Hey, if anybody hears a candidate giving detailed answers about hard issues in the D.C. mayoral campaign, give me a call, please. I want to come over and look at them and maybe even put them in a museum. For they will indeed be rare.

Instead, these are the kinds of pitches we're getting from candidates in these final days before Tuesday's primary:

John Ray taking to the TV screen to soften criticism of his support of five-year-old legislation to phase out rent control in certain apartments and saying he won't raise taxes.

Charlene Drew Jarvis doing a commercial attacking Ray for accepting so many large campaign contributions from developers and implying that real estate developers will own Ray.

Walter E. Fauntroy intoning the role of real estate developers in John Ray's campaign in an almost mystical way, implying that they will suck up this entire city -- and Ray with it -- like some giant vacuum cleaner.

Sharon Pratt Dixon pushing her theme of slash the bureaucracy, but with few details that stick in the typical voter's mind beyond cutting upper-level management.

D.C. Council Chairman David A. Clarke extolling the virtues of the people in orange hats who protect their neighborhoods from drug dealers, but offering few specifics about how such heroic individual efforts will fit into a comprehensive plan to make this city safe for the people who are most vulnerable.

Former D.C. police chief Maurice T. Turner Jr., a Republican, who said in a televised debate last Saturday that he would make education a top priority, but saying little in the way of specifics.

People have interests and questions that should have been brought out in this election, but aren't being addressed.

No one has seriously discussed the specific developmental needs of, say, Anacostia, except to say that the perpetually neglected east-of-the-river area will suddenly become first priority.

Nobody has put forth as high-visibility issues, with real solutions and resources, the normal concerns of ordinary people: specific taxes -- property and sales; meaningful day care and the problems of working women; the escalating cost of dealing with drug-related violence, the fact that 49,000 people in this city have no health insurance, how to reimburse hospitals so they can continue to offer care, the more than 40 percent school dropout rate, and the homeless.

Just a couple of months ago, the town was buzzing about D.C. banking superintendent Edward D. Irons's study that showed continued neglect of underserved areas for housing loans. To the degree that these areas fail to get their fair share of credit from banks, communities and property values deteriorate. If any of the candidates, except for Fauntroy, has kept in the forefront any specific plans for getting more credit for housing for these areas, I haven't heard them.

The city is expected to end the fiscal year Sept. 30 with a $93 million budget shortfall.

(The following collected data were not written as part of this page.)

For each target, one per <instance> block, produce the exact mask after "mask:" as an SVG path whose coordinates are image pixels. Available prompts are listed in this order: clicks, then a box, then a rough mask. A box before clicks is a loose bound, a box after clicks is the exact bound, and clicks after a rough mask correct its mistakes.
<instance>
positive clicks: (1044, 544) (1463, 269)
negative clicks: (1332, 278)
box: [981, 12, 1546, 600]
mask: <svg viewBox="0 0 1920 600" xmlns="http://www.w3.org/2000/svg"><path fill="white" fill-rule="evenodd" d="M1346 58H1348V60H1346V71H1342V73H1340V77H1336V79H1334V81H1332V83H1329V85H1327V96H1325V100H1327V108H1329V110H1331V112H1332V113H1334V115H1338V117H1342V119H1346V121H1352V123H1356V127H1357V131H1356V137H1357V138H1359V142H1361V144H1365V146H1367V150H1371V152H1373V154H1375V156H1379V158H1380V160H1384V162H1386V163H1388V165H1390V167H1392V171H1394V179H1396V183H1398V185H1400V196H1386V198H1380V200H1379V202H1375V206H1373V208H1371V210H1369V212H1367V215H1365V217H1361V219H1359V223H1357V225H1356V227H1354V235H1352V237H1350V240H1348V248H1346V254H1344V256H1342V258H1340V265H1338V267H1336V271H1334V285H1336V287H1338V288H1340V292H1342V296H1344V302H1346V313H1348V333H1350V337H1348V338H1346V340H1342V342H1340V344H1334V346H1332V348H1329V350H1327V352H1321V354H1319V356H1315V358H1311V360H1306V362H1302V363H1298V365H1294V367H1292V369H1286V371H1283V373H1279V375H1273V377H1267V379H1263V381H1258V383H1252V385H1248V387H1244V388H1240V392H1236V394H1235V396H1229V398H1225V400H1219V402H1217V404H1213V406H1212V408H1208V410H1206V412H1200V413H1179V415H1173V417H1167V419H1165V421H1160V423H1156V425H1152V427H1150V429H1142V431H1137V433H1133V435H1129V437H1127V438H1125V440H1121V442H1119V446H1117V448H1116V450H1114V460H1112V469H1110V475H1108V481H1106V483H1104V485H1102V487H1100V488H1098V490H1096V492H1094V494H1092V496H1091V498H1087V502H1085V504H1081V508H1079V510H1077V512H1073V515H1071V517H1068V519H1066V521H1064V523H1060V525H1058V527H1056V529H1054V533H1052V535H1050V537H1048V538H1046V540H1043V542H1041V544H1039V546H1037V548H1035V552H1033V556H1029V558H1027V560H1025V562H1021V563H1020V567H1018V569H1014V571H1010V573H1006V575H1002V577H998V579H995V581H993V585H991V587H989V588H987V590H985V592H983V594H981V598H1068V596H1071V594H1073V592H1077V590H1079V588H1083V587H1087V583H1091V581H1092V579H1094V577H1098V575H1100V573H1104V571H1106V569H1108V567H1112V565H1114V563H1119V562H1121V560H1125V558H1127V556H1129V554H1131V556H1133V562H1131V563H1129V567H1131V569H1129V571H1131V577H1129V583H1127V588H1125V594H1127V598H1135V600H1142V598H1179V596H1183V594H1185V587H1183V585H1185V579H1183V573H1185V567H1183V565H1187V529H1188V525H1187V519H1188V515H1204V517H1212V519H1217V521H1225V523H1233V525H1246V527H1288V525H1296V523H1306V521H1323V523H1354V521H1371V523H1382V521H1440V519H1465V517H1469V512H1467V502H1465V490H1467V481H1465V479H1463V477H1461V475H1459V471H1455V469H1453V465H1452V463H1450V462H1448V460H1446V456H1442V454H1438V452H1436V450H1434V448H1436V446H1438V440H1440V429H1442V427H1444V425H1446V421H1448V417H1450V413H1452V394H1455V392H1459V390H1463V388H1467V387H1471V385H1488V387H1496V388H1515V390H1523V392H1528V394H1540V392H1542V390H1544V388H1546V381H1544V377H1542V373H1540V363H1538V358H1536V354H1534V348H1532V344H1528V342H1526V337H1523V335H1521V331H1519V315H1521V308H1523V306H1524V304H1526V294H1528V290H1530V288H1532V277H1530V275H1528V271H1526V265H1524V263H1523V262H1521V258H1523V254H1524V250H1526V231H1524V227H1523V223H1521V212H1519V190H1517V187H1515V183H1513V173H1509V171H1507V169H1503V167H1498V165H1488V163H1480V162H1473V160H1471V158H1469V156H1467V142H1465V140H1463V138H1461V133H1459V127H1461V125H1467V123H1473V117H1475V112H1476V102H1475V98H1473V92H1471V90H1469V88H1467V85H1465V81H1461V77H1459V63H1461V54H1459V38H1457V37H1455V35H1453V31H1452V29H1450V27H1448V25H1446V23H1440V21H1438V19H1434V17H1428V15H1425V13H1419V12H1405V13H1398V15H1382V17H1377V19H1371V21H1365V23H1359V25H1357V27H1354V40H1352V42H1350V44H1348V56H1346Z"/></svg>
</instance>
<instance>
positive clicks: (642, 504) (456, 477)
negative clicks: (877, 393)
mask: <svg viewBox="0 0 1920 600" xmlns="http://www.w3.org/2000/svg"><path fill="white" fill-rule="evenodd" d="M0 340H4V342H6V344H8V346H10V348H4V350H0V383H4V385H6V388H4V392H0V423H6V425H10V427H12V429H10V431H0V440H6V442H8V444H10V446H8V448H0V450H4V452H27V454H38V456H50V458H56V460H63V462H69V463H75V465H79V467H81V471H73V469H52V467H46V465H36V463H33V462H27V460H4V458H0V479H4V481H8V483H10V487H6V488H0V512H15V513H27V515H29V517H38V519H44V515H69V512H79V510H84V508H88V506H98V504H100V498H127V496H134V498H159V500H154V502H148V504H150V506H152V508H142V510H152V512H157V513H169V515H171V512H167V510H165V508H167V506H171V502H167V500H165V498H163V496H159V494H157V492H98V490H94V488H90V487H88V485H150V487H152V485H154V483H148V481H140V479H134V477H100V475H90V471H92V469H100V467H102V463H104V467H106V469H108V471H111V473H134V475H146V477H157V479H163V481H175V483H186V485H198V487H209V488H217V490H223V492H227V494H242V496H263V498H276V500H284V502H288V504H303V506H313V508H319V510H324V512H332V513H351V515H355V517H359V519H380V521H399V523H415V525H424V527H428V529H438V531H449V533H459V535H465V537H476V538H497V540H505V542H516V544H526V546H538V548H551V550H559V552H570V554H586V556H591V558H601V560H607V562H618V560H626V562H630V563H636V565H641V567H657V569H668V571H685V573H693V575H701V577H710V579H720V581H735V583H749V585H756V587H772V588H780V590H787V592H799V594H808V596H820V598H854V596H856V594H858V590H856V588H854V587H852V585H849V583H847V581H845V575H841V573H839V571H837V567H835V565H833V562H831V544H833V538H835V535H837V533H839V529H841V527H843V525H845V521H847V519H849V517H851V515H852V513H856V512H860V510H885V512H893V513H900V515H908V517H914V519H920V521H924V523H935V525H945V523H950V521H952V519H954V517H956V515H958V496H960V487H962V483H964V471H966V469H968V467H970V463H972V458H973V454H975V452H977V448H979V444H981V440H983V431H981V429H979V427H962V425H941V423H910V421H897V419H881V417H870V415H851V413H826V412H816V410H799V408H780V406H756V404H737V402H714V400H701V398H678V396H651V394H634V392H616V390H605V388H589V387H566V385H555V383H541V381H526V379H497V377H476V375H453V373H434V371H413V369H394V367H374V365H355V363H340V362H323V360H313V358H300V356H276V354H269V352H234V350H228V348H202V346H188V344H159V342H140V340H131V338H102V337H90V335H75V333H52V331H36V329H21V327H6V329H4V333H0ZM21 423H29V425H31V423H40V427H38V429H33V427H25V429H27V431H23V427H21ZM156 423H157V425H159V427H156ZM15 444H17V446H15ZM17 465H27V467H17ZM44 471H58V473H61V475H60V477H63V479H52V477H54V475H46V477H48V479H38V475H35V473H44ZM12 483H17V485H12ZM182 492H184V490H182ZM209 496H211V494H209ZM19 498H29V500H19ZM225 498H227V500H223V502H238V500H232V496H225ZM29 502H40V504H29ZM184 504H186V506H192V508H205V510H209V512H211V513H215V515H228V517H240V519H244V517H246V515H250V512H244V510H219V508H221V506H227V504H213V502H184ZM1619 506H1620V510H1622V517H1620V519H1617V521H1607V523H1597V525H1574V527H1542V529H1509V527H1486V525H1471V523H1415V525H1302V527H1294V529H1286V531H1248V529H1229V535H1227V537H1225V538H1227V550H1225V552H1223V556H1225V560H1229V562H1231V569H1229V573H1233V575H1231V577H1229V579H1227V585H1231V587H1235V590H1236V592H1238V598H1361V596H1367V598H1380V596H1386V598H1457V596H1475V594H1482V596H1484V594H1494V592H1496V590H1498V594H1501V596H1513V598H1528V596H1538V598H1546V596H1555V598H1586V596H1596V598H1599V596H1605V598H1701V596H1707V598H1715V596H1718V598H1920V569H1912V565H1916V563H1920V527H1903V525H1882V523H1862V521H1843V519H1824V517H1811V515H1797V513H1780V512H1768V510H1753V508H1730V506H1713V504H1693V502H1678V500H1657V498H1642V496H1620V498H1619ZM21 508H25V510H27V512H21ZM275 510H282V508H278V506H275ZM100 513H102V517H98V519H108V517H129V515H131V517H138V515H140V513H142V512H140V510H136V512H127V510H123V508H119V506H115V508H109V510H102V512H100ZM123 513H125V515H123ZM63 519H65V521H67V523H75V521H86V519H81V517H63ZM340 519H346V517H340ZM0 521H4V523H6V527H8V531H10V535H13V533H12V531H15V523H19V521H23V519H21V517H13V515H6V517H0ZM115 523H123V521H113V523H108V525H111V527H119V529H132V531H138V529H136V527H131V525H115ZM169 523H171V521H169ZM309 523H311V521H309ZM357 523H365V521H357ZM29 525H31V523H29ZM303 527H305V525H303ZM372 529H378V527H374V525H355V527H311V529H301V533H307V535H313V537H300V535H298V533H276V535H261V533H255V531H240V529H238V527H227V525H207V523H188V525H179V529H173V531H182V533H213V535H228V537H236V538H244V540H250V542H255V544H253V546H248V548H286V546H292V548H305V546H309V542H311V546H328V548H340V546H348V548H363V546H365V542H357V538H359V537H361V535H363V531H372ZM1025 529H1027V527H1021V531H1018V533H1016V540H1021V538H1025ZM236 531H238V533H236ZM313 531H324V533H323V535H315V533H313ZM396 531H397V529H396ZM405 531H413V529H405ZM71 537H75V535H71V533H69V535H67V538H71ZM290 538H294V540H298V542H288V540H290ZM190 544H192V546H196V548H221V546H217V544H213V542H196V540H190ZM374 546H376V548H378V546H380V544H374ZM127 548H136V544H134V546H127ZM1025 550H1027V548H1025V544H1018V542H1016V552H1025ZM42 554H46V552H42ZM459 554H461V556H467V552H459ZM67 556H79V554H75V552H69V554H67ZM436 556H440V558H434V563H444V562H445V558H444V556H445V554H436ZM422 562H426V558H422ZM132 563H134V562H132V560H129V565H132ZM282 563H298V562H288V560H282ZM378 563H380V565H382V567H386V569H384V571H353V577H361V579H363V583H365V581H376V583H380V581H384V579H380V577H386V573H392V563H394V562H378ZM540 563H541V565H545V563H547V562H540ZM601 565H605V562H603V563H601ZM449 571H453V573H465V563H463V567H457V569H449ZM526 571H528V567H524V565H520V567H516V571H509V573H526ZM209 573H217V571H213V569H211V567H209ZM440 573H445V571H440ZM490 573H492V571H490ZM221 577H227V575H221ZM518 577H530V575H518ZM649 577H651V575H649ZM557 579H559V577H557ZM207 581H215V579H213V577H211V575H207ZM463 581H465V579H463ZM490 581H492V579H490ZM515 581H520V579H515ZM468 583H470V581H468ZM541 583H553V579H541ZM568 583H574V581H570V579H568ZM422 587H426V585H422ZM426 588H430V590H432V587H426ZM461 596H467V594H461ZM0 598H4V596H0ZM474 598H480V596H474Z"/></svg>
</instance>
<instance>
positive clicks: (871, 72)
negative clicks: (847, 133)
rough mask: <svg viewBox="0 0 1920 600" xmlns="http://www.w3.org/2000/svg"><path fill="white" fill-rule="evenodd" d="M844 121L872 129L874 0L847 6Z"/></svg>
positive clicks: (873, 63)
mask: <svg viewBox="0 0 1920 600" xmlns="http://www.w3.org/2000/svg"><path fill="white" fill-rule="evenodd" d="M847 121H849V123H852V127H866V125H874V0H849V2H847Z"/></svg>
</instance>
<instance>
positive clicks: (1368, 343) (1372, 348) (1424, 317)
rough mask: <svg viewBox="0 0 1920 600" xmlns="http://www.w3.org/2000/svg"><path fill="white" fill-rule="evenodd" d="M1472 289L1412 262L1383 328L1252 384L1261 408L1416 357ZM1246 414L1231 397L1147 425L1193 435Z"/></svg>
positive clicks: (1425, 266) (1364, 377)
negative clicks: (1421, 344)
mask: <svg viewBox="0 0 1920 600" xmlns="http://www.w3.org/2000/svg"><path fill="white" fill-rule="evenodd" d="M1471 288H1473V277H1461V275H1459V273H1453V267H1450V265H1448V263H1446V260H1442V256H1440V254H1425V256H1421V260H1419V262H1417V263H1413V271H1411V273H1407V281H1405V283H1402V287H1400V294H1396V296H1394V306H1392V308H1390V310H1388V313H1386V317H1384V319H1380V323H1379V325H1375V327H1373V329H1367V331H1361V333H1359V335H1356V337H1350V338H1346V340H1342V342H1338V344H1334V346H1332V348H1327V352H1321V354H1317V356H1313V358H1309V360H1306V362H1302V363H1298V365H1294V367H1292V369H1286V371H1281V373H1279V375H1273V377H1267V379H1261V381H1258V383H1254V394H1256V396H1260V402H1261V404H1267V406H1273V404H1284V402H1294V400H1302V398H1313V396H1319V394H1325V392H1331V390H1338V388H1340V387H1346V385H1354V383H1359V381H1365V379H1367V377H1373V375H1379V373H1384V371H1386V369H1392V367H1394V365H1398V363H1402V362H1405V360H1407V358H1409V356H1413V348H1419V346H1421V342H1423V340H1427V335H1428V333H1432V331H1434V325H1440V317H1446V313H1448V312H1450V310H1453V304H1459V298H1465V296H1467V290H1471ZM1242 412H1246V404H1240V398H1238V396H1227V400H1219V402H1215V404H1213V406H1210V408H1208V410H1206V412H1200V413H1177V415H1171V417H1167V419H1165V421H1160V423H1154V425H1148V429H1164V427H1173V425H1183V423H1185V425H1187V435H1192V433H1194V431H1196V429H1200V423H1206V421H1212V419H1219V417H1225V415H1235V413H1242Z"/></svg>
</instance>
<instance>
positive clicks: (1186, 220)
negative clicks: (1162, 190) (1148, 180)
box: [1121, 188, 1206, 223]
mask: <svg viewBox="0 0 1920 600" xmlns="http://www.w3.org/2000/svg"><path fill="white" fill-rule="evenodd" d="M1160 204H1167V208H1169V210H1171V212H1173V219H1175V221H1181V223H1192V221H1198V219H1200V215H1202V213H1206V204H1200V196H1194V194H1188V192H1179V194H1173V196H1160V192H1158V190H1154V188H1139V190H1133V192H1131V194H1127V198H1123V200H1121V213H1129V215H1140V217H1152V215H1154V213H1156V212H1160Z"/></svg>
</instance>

While recently announced, that huge deficit figure has been known by virtually all the candidates for some time. Shouldn't somebody be telling us specifically how he or she plans to deal with this in the short haul, short of an increased payment from a hostile federal government that may furlough its own workers?

The current administration, meanwhile, is saying budget cuts, tax increases and an increased federal payment will be needed to keep the deficit from doubling.

A few weeks ago, a non-partisan citizens group, Committee for the '90s, evaluated candidates on 10 issues vital to the city: finances and taxes, youth and crime, homelessness, education, statehood, city services, housing, accountability, child day care and senior care, and leadership resources. They finally determined that "no candidate stands out as someone offering innovative solutions to city problems."

Howard University political science professor Lorenzo Morris thinks this low-intensity election may help Ray, who has raised $1.1 million. Morris has sent his students to scour the city in search of issues that voters care about. He is expected to release his findings tomorrow.

But the point is this: people have real interests and questions that aren't being answered. Many people are, therefore, tentative and undecided on their mayoral choice. Despite the record voter registration, the voters' reaction to this campaign might be to stay home next Tuesday. I sincerely hope that does not happen. Call the campaign headquarters, find out where candidates stand on the issues. In the remaining days, voters should demand, and candidates should provide, their detailed views.